Extract a line if it contains a word in a specified column

Question

I want to extract a line if it contains a word in a specified column of a textfile. How can i do it on a one-liner unix command to do it? Maybe with cat, echo, cut, grep with several piples or something.

I have a textfile that looked with this format

#SentenceID<tab>Sentence1<tab>Sentence2<tab>Other_unknown_number_of_columns<tab> ...

An example of the textfile looks like this:

021348  this is the english sentence with coach .   c'est la phrase française avec l'entraîneur .   And then there are several nonsense columns like these  .
923458  this is a another english sentence without the word .   c'est une phrase d'une autre anglais sans le bus mot .  whatever foo bar    nonsense columns    2134234 $%^&

The command should output if the word i am looking for is coach in the 2nd column:

021348  this is the english sentence with coach .   c'est la phrase française avec l'entraîneur .   And then there are several nonsense columns like these  .

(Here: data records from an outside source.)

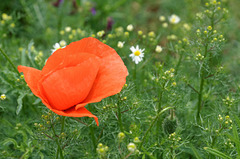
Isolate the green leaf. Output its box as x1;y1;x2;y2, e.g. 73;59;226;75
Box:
204;147;232;159
2;138;19;148
190;145;202;159
16;93;26;115
142;148;156;159
233;125;240;154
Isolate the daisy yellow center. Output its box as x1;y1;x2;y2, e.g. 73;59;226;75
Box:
172;18;176;23
134;50;141;56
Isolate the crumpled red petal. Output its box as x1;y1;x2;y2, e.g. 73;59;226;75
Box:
76;53;128;109
40;54;100;110
42;100;99;126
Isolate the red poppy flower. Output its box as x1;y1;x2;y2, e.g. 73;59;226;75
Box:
18;37;128;125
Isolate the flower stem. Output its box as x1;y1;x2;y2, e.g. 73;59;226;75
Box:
133;64;137;92
117;95;123;132
175;52;183;75
89;104;97;153
196;43;208;122
61;116;65;133
0;48;21;76
139;107;172;150
51;125;64;159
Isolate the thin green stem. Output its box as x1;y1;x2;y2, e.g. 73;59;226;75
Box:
61;116;66;133
196;43;208;122
51;125;64;159
0;48;21;76
89;104;97;153
139;107;172;150
117;95;123;132
175;51;183;74
90;125;97;152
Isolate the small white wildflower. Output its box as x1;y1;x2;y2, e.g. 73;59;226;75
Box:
127;24;133;31
65;26;72;32
51;41;65;53
159;16;166;22
117;41;125;48
127;142;137;152
129;45;145;64
118;132;125;140
0;94;6;100
155;45;162;53
162;23;168;28
133;137;140;143
169;14;180;24
59;40;67;47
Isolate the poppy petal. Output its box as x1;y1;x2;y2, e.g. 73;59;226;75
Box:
76;54;128;109
18;65;41;97
42;100;99;126
40;54;100;110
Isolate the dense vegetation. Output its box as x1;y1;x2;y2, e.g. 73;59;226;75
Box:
0;0;240;159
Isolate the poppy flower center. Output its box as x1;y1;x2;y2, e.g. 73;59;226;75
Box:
134;50;141;56
42;54;100;110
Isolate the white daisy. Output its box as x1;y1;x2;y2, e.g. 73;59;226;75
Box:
169;14;180;24
117;41;125;48
155;45;162;53
129;45;145;64
51;40;66;53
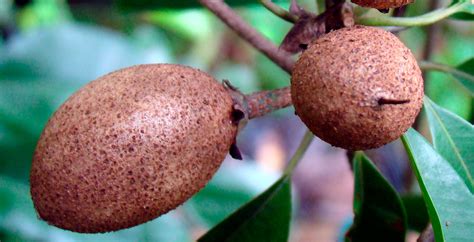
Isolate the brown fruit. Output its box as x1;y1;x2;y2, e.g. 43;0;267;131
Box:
30;64;237;232
352;0;414;9
291;26;423;150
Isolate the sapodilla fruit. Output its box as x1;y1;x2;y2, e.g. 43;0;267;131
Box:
291;26;424;150
352;0;414;9
30;64;237;233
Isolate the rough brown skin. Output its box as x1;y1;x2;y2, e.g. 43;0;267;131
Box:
291;26;424;150
352;0;414;9
30;64;237;233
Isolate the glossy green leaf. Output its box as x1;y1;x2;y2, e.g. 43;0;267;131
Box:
402;129;474;242
115;0;258;11
198;176;291;242
451;0;474;20
402;195;430;232
454;58;474;95
425;97;474;193
346;153;407;241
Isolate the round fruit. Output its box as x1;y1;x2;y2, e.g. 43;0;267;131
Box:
291;26;424;150
30;64;237;232
352;0;414;9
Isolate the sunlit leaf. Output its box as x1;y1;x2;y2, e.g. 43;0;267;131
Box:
451;0;474;20
454;58;474;95
346;153;407;241
425;98;474;193
402;195;430;232
198;176;291;242
402;129;474;242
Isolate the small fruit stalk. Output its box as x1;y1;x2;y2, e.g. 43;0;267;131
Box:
291;26;424;150
352;0;414;9
31;64;244;233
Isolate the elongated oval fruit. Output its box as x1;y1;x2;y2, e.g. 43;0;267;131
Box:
30;64;237;233
291;26;424;150
352;0;414;9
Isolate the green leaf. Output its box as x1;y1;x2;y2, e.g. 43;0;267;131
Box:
198;175;291;242
0;175;191;242
453;58;474;95
402;129;474;242
115;0;258;11
184;162;278;227
425;97;474;193
402;195;430;232
346;153;407;241
451;0;474;20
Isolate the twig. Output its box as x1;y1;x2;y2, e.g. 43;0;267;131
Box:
356;1;464;27
199;0;294;73
418;61;474;83
260;0;298;23
245;87;292;119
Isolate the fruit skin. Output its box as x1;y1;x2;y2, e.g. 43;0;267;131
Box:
352;0;414;9
30;64;237;233
291;26;424;150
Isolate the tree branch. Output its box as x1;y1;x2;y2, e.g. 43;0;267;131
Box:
199;0;294;73
245;87;292;119
260;0;298;23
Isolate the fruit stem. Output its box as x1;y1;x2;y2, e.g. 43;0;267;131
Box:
199;0;294;73
260;0;298;23
418;61;474;83
245;87;292;119
284;130;314;176
356;1;464;27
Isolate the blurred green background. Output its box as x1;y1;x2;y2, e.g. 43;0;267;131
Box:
0;0;474;242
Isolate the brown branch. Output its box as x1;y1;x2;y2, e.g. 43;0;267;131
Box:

I can do it with python as such, but i'm looking for a unix command or something one-liner:

outfile = open('out.txt')
for line in open('in.txt'):
  if "coach" in line.split():
    print>>outfile, line

Answer 1

What about this?

awk -F'\t' '{if($2 ~ "coach") print} your_file

• -F'\t' --> makes the delimiter to be the tab.
• $2 ~ "coach" --> looks for "coach" in the second field.
• print $0 or print --> prints the whole line.

Edit

sudo_O has suggested the following, which is even shorter:

awk -F'\t' '$2~/coach/' file

Answer 2

For this kind of needs I always use awk :

awk -F'\t' '$2 ~ /coach/ {print $0;}' < textFile

You have access to all columns with $x, $0 contains the entire line. The test is made with regexp, quite simple in this case, so it's really powerfull if your need gets more complicated.